Bitcoin’s value has surged in recent weeks, almost tripling from $11,381 in mid-October to $32,930 on Monday, encouraging many speculators to jump in, hoping for big returns.

However, the price has fluctuated wildly, dropping 16 per cent between Sunday and Monday.

A number of institutional investors have also got in on the act as yields on some traditional, safer investments remain low.

The Financial Conduct Authority (FCA) told ordinary savers to be extremely wary of putting their cash into the cryptocurrency boom.

“The FCA is aware that some firms are offering investments in cryptoassets, or lending or investments linked to cryptoassets, that promise high returns,” the regulator said in a statement on Monday.  

“Investing in cryptoassets, or investments and lending linked to them, generally involves taking very high risks with investors’ money.”

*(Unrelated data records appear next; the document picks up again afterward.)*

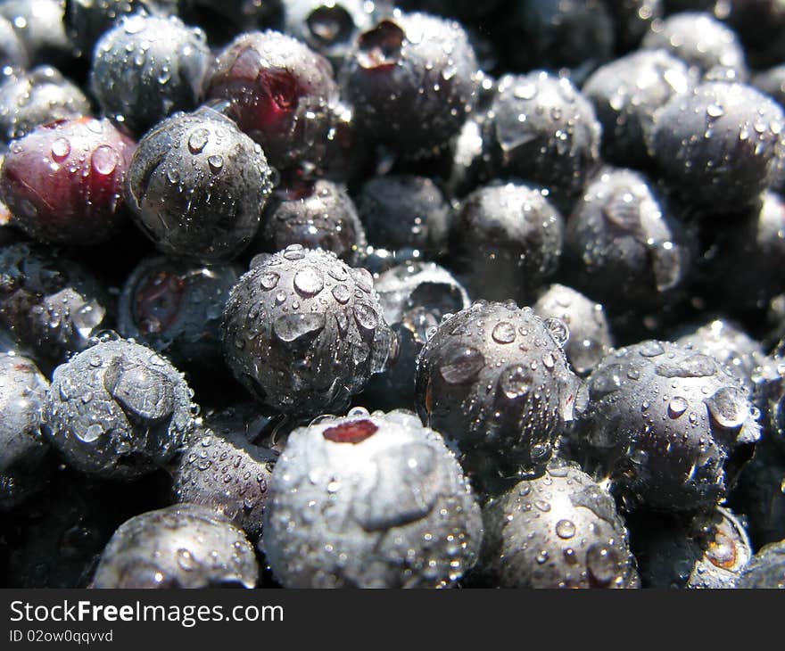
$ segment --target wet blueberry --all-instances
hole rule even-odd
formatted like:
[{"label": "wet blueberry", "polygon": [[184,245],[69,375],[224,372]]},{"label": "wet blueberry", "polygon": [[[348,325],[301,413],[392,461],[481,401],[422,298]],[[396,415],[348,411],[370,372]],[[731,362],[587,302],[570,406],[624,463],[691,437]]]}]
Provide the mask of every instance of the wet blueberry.
[{"label": "wet blueberry", "polygon": [[191,392],[154,350],[102,342],[54,370],[44,432],[66,463],[129,480],[161,467],[193,426]]},{"label": "wet blueberry", "polygon": [[476,562],[480,508],[442,437],[407,411],[295,430],[273,470],[262,547],[289,588],[439,588]]},{"label": "wet blueberry", "polygon": [[97,244],[126,219],[123,187],[135,143],[108,119],[37,127],[14,140],[0,170],[12,221],[42,242]]},{"label": "wet blueberry", "polygon": [[167,255],[224,262],[256,235],[272,176],[259,144],[228,118],[202,107],[169,118],[139,141],[127,202]]},{"label": "wet blueberry", "polygon": [[93,587],[254,588],[259,566],[243,532],[206,507],[175,504],[132,517],[101,555]]},{"label": "wet blueberry", "polygon": [[383,370],[392,343],[370,273],[298,244],[262,254],[240,279],[221,333],[236,378],[296,416],[345,408]]}]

It added: “If consumers invest in these types of product, they should be prepared to lose all their money.”

The regulator warned that some investments advertising high returns based on cryptoassets may not be subject to regulation beyond basic anti-money laundering requirements.

It said significant price volatility, combined with the “inherent difficulties of valuing cryptoassets reliably” places consumers at high risk of losses.

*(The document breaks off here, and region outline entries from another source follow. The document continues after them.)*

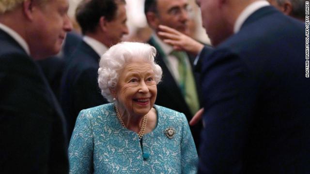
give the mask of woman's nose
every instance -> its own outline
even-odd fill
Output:
[[[139,92],[144,93],[149,92],[149,88],[144,81],[141,81],[140,84],[140,89],[139,89]]]

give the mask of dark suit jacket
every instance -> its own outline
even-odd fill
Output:
[[[185,99],[182,94],[182,92],[178,85],[175,82],[174,78],[169,71],[169,69],[165,63],[163,53],[160,52],[161,48],[158,48],[158,44],[155,43],[155,40],[151,38],[148,44],[154,46],[157,51],[157,54],[155,58],[156,62],[161,67],[163,71],[162,81],[157,86],[157,93],[155,104],[167,107],[170,109],[182,113],[185,115],[188,121],[193,117],[190,113],[188,106],[185,102]],[[189,57],[191,56],[189,55]],[[193,62],[194,58],[189,59],[191,66],[193,67]],[[200,99],[201,88],[199,82],[199,74],[194,73],[196,82],[197,91],[198,97]],[[193,135],[197,149],[200,144],[200,131],[202,127],[202,122],[199,122],[196,125],[190,127],[190,130]]]
[[[78,45],[82,42],[81,36],[74,31],[67,33],[61,54],[37,61],[47,79],[53,92],[60,101],[62,77],[66,63]]]
[[[204,61],[201,173],[310,173],[305,29],[265,7]]]
[[[64,122],[39,67],[0,30],[0,173],[67,174]]]
[[[61,91],[70,135],[81,110],[108,103],[98,85],[98,54],[83,41],[71,57],[62,78]]]

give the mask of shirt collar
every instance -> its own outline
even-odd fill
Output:
[[[270,4],[266,0],[258,0],[252,2],[248,5],[240,14],[233,27],[233,32],[236,33],[240,30],[241,26],[247,19],[257,10],[269,5]]]
[[[25,40],[16,31],[14,31],[9,27],[3,24],[0,23],[0,29],[4,31],[11,37],[13,38],[16,42],[21,46],[22,48],[26,51],[26,53],[30,56],[30,50],[29,49],[29,46],[27,43],[25,41]]]
[[[106,45],[93,38],[84,36],[83,40],[92,47],[100,57],[108,50],[108,48]]]
[[[155,33],[153,33],[152,37],[166,55],[170,55],[173,51],[173,47],[172,46],[165,43]]]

Companies pushing cryptocurrency-based investment products may also overstate the potential returns and it may not always be possible to convert cryptoassets back into ordinary currency, the FCA warned.

What to do

FCA recommends caution before putting any money into cryptocurrencies

Step 1: Consumers should check if the firm they’re using is on the Financial Services Register or list of firms with Temporary Registration (note: appearing on the Temporary Registration Register does not mean that the FCA has assessed them as fit and proper, nor that the FCA has determined their application for the purposes of the Money Laundering Regulations).

 

Step 2: If they’re not, consumers should ask the firm whether they are entitled to carry on business without being registered with the FCA.  

 

Step 3: If they’re not, the FCA suggests that consumers should withdraw their cryptoassets and/or money. This is because the firm is operating illegally if it has not ceased trading by 9 January 2021.

 

Visit the FCA’s Cryptoassets pages for more information.

Several sites offering investments in cryptocurrency have disappeared with people’s money since bitcoin was invented in 2009.

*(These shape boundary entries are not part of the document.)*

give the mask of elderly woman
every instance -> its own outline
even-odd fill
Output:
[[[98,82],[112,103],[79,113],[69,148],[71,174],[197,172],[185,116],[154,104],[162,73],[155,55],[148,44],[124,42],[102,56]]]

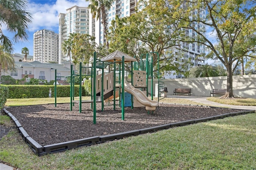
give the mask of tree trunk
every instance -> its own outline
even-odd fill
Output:
[[[244,58],[241,61],[241,75],[244,75]]]
[[[234,97],[233,94],[233,72],[232,72],[232,64],[228,64],[227,68],[227,92],[221,99],[230,99]]]

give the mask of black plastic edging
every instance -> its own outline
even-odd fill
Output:
[[[182,126],[187,125],[190,125],[194,123],[194,120],[183,121],[182,122],[175,122],[174,123],[172,123],[170,124],[170,127],[180,127]]]
[[[34,154],[38,154],[39,153],[43,152],[43,146],[36,142],[31,137],[26,138],[26,141],[28,145]]]
[[[194,123],[198,123],[198,122],[206,122],[206,121],[210,121],[212,120],[214,120],[214,117],[212,116],[212,117],[206,117],[205,118],[200,118],[197,119],[195,119],[194,120]]]
[[[96,142],[99,140],[100,137],[98,136],[96,136],[46,145],[44,146],[44,152],[46,154],[59,152],[81,146],[90,146],[95,144]]]
[[[170,128],[170,124],[163,125],[162,125],[157,126],[156,127],[150,127],[140,129],[140,134],[144,134],[147,133],[152,133],[157,131],[163,129],[167,129]]]
[[[140,130],[136,130],[107,135],[101,136],[100,136],[100,140],[101,142],[103,143],[107,140],[120,139],[124,138],[124,137],[136,136],[139,134],[140,134]]]
[[[138,130],[131,130],[128,132],[102,136],[94,136],[88,138],[78,139],[42,146],[36,142],[32,138],[29,136],[29,135],[28,135],[25,130],[21,126],[21,125],[20,125],[20,123],[14,116],[8,111],[6,111],[5,109],[4,109],[3,110],[6,114],[7,114],[9,117],[10,117],[13,121],[14,121],[20,133],[22,136],[22,139],[32,150],[32,151],[38,156],[41,156],[48,154],[64,151],[68,150],[83,146],[90,146],[96,144],[102,143],[107,140],[113,140],[116,139],[119,139],[122,138],[124,137],[136,136],[147,132],[155,132],[158,130],[163,129],[167,129],[174,127],[185,126],[200,122],[206,121],[216,119],[218,119],[224,118],[231,115],[235,116],[247,113],[255,113],[256,111],[255,110],[246,110],[245,111],[226,113],[205,118],[176,122],[170,123],[170,124],[159,125],[154,127],[145,128]]]

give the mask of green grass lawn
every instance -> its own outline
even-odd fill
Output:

Some analysts have touted crytpocurrencies as a hedge against inflation or even as a safe haven during turbulent economic times, akin to “digital gold”.

But the value of the digital coin has frequently fallen as rapidly as it has risen, meaning large gains by some have come alongside significant losses for others.

The total value of all bitcoin in circulation was $619bn on Monday, according to CoinMarketCap.com.